The next time you get a craving for a spicy chicken sandwich, you might have to ask an AI to ring it up for you. American fast food burger chain Wendy’s is teaming up with Google to make an AI-powered chatbot for taking drive-through food orders, debuting in a single restaurant in Columbus, Ohio in June. According to company representatives, the idea is to streamline the ordering process and speed up the drive-through experience.
If the idea of ordering your food from a speak-and-respond computer program sounds like a headache, you’re not alone. But the Wall Street Journal quotes Wendy’s CIO Kevin Vasconi, who says that the Google-developed AI system is “at least as good as our best customer service representative, probably on average better.” Presumably the tech is at least tangentially related to Google Bard, but that hasn’t been specified.
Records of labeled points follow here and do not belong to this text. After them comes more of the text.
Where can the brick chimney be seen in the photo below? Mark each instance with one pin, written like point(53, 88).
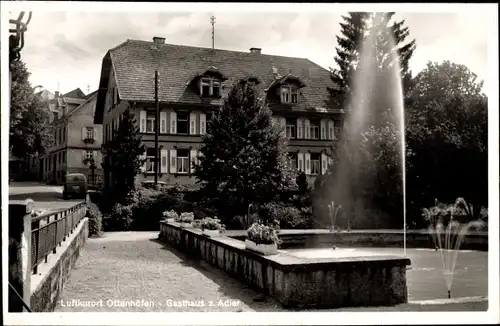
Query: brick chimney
point(158, 40)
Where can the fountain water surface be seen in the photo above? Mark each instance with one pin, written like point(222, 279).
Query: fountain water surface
point(376, 101)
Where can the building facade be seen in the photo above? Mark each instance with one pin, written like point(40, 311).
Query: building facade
point(192, 85)
point(77, 140)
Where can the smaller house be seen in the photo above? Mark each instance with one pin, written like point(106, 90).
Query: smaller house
point(77, 140)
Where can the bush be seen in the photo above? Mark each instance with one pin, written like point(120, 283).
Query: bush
point(95, 220)
point(120, 219)
point(263, 234)
point(289, 217)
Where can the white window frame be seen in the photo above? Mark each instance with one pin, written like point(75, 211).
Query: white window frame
point(89, 154)
point(178, 120)
point(89, 133)
point(183, 165)
point(212, 83)
point(291, 130)
point(150, 159)
point(313, 127)
point(150, 120)
point(315, 166)
point(289, 94)
point(293, 157)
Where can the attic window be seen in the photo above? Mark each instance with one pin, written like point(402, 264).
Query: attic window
point(289, 94)
point(210, 87)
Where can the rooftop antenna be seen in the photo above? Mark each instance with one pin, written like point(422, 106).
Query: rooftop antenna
point(212, 21)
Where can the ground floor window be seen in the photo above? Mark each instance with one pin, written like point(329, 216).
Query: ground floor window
point(182, 161)
point(293, 160)
point(89, 154)
point(150, 159)
point(315, 163)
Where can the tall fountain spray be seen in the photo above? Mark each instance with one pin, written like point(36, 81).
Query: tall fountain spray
point(377, 87)
point(448, 238)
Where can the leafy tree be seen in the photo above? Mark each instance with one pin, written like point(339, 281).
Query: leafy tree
point(367, 163)
point(30, 131)
point(123, 155)
point(447, 130)
point(244, 159)
point(353, 31)
point(302, 185)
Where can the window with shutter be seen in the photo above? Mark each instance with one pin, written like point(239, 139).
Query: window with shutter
point(300, 129)
point(173, 161)
point(173, 122)
point(192, 123)
point(203, 123)
point(330, 130)
point(164, 157)
point(291, 124)
point(142, 125)
point(323, 129)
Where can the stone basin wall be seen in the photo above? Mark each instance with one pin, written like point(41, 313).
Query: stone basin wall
point(299, 282)
point(368, 238)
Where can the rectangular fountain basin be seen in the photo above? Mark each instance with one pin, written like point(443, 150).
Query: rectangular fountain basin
point(297, 279)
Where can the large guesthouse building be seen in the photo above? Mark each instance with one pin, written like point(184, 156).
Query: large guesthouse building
point(193, 82)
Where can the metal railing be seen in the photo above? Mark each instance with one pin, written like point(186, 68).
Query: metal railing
point(49, 230)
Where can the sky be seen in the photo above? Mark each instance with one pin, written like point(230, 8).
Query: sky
point(64, 49)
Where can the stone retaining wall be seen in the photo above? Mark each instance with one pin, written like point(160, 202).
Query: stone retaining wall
point(297, 282)
point(47, 285)
point(368, 238)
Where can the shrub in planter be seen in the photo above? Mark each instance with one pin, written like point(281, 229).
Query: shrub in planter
point(185, 219)
point(262, 238)
point(120, 218)
point(289, 217)
point(171, 215)
point(95, 220)
point(211, 226)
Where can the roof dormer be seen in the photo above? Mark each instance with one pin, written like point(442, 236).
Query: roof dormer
point(251, 80)
point(288, 88)
point(209, 82)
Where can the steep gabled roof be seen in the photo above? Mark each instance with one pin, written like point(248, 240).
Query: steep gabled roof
point(134, 63)
point(76, 93)
point(88, 99)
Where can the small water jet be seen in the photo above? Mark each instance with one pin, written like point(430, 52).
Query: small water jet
point(448, 238)
point(333, 217)
point(376, 103)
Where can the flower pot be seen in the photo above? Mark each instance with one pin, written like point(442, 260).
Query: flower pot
point(184, 224)
point(210, 233)
point(264, 249)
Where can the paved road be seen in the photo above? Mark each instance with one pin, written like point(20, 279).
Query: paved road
point(130, 266)
point(125, 267)
point(46, 197)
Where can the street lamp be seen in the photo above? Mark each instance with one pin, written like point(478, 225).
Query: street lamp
point(16, 39)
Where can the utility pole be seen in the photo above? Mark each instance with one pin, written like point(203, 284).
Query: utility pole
point(157, 128)
point(212, 21)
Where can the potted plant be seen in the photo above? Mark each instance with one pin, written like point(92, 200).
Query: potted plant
point(170, 215)
point(262, 238)
point(211, 227)
point(186, 219)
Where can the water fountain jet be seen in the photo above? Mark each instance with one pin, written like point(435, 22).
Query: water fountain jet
point(333, 218)
point(377, 90)
point(453, 234)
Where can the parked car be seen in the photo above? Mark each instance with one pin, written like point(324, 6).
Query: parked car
point(75, 186)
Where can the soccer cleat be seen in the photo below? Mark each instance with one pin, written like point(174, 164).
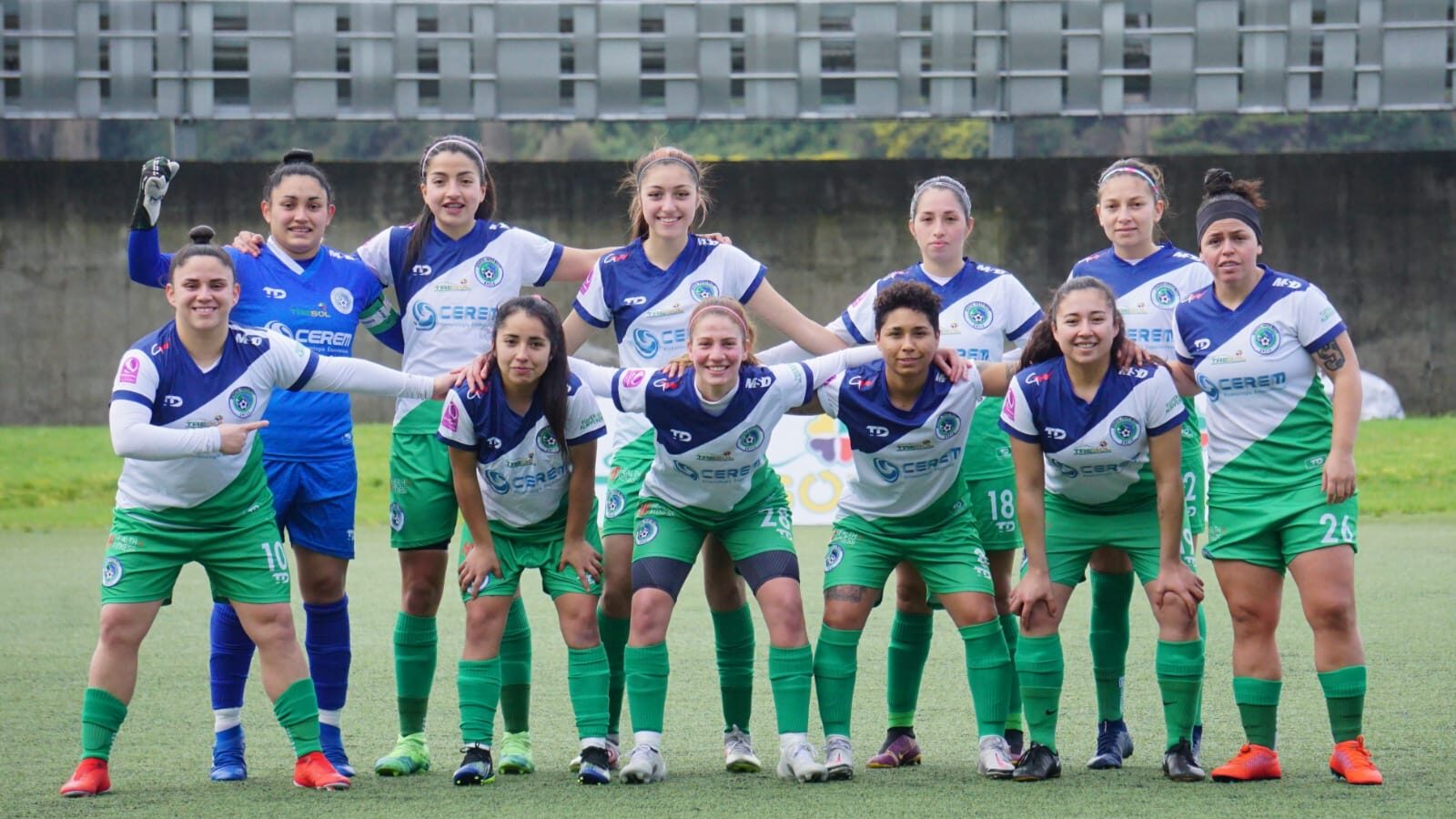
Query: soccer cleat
point(1037, 763)
point(1252, 763)
point(1351, 763)
point(228, 755)
point(797, 763)
point(1179, 763)
point(411, 755)
point(995, 761)
point(475, 768)
point(91, 778)
point(332, 742)
point(739, 755)
point(596, 767)
point(1113, 745)
point(839, 758)
point(315, 771)
point(516, 753)
point(897, 753)
point(644, 765)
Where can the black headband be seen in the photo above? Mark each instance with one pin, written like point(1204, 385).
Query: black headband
point(1229, 206)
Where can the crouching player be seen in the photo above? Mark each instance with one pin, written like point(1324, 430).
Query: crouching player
point(907, 431)
point(193, 489)
point(523, 458)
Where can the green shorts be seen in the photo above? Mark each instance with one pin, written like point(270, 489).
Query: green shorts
point(533, 547)
point(994, 504)
point(421, 491)
point(1278, 530)
point(864, 554)
point(630, 467)
point(762, 522)
point(245, 562)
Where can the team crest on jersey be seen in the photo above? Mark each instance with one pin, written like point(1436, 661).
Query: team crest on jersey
point(750, 439)
point(341, 299)
point(111, 571)
point(1165, 296)
point(1126, 429)
point(490, 271)
point(979, 315)
point(244, 401)
point(946, 424)
point(1264, 339)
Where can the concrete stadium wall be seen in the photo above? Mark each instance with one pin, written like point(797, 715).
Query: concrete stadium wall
point(1375, 230)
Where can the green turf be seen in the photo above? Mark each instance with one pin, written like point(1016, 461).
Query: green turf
point(48, 602)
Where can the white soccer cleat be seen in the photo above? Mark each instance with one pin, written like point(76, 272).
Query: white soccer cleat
point(839, 758)
point(644, 765)
point(739, 755)
point(797, 763)
point(995, 758)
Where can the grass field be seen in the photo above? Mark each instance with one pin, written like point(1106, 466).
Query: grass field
point(48, 603)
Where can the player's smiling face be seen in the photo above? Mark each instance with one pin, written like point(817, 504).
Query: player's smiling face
point(203, 293)
point(907, 341)
point(941, 228)
point(669, 200)
point(298, 212)
point(1127, 210)
point(453, 189)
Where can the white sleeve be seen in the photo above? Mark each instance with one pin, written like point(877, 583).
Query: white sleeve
point(133, 436)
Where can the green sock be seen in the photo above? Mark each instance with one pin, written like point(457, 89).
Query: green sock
point(1011, 630)
point(834, 668)
point(101, 719)
point(1344, 698)
point(1040, 671)
point(1259, 709)
point(1179, 680)
point(298, 712)
point(480, 687)
point(905, 665)
point(516, 671)
point(415, 644)
point(791, 676)
point(613, 639)
point(587, 678)
point(986, 663)
point(647, 685)
point(733, 639)
point(1108, 639)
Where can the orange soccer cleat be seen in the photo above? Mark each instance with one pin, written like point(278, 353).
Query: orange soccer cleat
point(1351, 763)
point(1252, 763)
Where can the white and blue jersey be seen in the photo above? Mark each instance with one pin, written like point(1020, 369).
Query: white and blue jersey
point(1097, 453)
point(319, 303)
point(906, 460)
point(648, 307)
point(524, 472)
point(450, 293)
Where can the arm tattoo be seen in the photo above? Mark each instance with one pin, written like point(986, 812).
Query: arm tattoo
point(1330, 356)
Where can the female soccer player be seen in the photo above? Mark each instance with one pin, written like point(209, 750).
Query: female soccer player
point(1149, 280)
point(909, 504)
point(317, 296)
point(710, 477)
point(523, 455)
point(1281, 474)
point(983, 309)
point(193, 489)
point(1097, 455)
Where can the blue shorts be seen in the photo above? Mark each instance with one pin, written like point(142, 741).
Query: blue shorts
point(313, 503)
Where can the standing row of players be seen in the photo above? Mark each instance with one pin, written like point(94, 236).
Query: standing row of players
point(453, 268)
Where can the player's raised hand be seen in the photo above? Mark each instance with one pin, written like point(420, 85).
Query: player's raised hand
point(157, 177)
point(235, 436)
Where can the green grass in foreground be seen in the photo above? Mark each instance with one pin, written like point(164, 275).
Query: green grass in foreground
point(66, 477)
point(48, 602)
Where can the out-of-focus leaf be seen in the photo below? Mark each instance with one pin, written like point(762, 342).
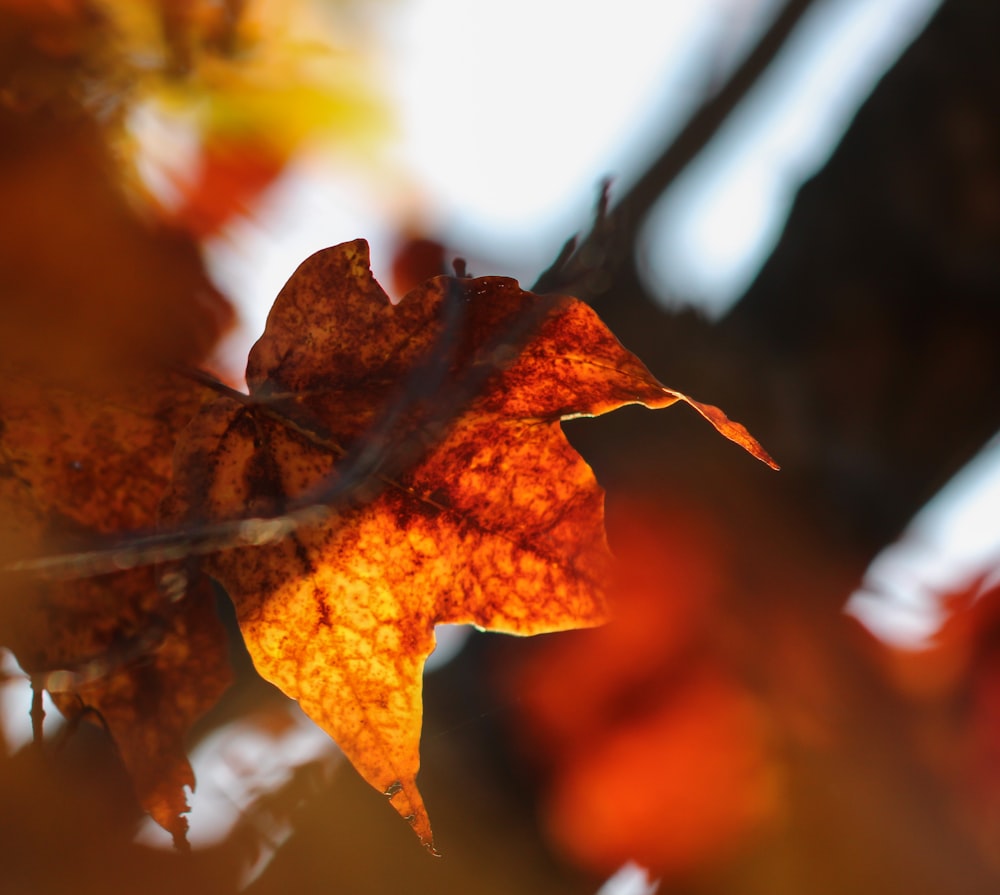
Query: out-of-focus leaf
point(653, 750)
point(114, 649)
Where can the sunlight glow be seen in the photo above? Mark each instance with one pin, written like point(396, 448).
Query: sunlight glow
point(954, 538)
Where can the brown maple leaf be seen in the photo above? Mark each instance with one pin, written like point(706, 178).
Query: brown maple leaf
point(498, 524)
point(114, 648)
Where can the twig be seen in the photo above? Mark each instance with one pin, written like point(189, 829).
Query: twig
point(610, 242)
point(432, 400)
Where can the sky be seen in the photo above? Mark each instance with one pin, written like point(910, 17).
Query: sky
point(508, 117)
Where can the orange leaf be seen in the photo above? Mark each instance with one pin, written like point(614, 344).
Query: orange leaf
point(500, 524)
point(114, 648)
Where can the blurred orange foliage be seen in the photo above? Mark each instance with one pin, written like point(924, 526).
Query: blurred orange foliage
point(653, 750)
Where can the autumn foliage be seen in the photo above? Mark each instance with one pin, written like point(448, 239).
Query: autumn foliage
point(393, 467)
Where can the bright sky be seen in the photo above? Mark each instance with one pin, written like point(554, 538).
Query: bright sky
point(511, 113)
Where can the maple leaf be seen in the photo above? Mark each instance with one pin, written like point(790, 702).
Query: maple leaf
point(113, 648)
point(500, 524)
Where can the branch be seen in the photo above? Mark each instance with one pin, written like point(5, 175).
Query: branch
point(609, 243)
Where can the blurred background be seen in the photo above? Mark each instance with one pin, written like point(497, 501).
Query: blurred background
point(801, 690)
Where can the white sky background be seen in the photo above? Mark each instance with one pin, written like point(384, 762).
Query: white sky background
point(511, 113)
point(509, 116)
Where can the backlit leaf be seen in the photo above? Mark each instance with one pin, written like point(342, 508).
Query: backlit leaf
point(114, 649)
point(499, 524)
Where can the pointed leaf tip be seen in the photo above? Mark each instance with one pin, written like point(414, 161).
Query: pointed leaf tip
point(731, 429)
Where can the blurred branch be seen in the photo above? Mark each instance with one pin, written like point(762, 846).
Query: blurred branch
point(585, 267)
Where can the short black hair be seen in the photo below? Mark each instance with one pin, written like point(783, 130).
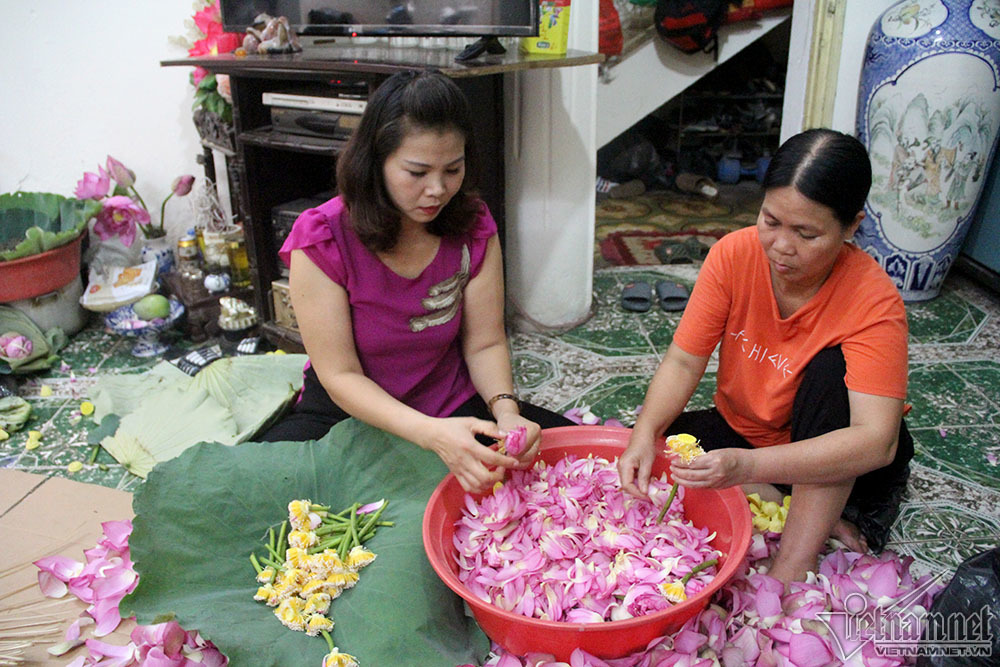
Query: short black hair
point(414, 99)
point(828, 167)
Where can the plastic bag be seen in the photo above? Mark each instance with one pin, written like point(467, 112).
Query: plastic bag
point(965, 617)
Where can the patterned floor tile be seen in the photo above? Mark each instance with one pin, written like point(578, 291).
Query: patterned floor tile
point(947, 320)
point(960, 452)
point(942, 534)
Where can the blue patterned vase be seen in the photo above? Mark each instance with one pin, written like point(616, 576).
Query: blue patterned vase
point(928, 112)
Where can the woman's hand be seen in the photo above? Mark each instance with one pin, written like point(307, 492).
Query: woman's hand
point(636, 463)
point(508, 422)
point(476, 466)
point(717, 469)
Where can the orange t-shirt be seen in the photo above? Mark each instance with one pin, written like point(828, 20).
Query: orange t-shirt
point(762, 357)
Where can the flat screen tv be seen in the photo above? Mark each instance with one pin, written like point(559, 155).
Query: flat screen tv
point(427, 18)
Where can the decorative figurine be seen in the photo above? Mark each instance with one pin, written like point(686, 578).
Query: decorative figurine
point(216, 282)
point(271, 35)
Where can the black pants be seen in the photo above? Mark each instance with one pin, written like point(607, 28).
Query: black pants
point(821, 405)
point(315, 414)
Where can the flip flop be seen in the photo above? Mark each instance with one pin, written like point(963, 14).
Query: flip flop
point(671, 296)
point(696, 184)
point(637, 297)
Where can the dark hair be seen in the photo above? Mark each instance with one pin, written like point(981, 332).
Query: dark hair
point(828, 167)
point(425, 100)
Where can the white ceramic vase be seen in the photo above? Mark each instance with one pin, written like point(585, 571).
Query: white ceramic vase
point(929, 113)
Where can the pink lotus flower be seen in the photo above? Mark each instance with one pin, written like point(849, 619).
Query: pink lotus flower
point(123, 176)
point(93, 186)
point(120, 217)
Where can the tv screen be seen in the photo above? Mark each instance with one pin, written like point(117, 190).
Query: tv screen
point(429, 18)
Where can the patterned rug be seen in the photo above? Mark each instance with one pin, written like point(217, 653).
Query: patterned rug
point(661, 227)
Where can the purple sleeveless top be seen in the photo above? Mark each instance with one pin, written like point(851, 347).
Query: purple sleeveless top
point(406, 330)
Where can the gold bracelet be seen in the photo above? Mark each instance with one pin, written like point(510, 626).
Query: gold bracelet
point(500, 397)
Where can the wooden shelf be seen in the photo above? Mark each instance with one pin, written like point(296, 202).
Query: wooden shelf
point(268, 137)
point(273, 168)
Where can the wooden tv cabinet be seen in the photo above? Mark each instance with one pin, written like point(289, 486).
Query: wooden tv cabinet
point(273, 167)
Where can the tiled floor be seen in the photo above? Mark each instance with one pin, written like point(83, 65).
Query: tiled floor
point(952, 508)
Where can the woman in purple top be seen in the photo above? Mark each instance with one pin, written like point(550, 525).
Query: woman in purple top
point(397, 286)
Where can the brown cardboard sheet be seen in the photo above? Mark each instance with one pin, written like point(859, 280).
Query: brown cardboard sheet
point(45, 516)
The system has been trained to tune out extraneous noises, like the sound of a passing conversation or kids fighting in the backseat, and can recognize shorthand like “JBC” for “junior bacon cheeseburger.” (Which sounds more like what a marketer wants people to say at the drive-through, if you ask me.)
The program is designed to mimic most of the behaviors of a real drive-through operator, like upselling customers on their orders — the traditional “would you like a Frostie with that?”, et cetera. Once an order is placed and confirmed it’s sent to the restaurant’s (human) line cooks and handed to the customer by a (human) window operator in the usual way. Wendy’s CEO Todd Penegor said the tool was designed to help human workers do their job more efficiently, not replace them.
Wendy’s did not say if, or when, the complex system would spread to more locations.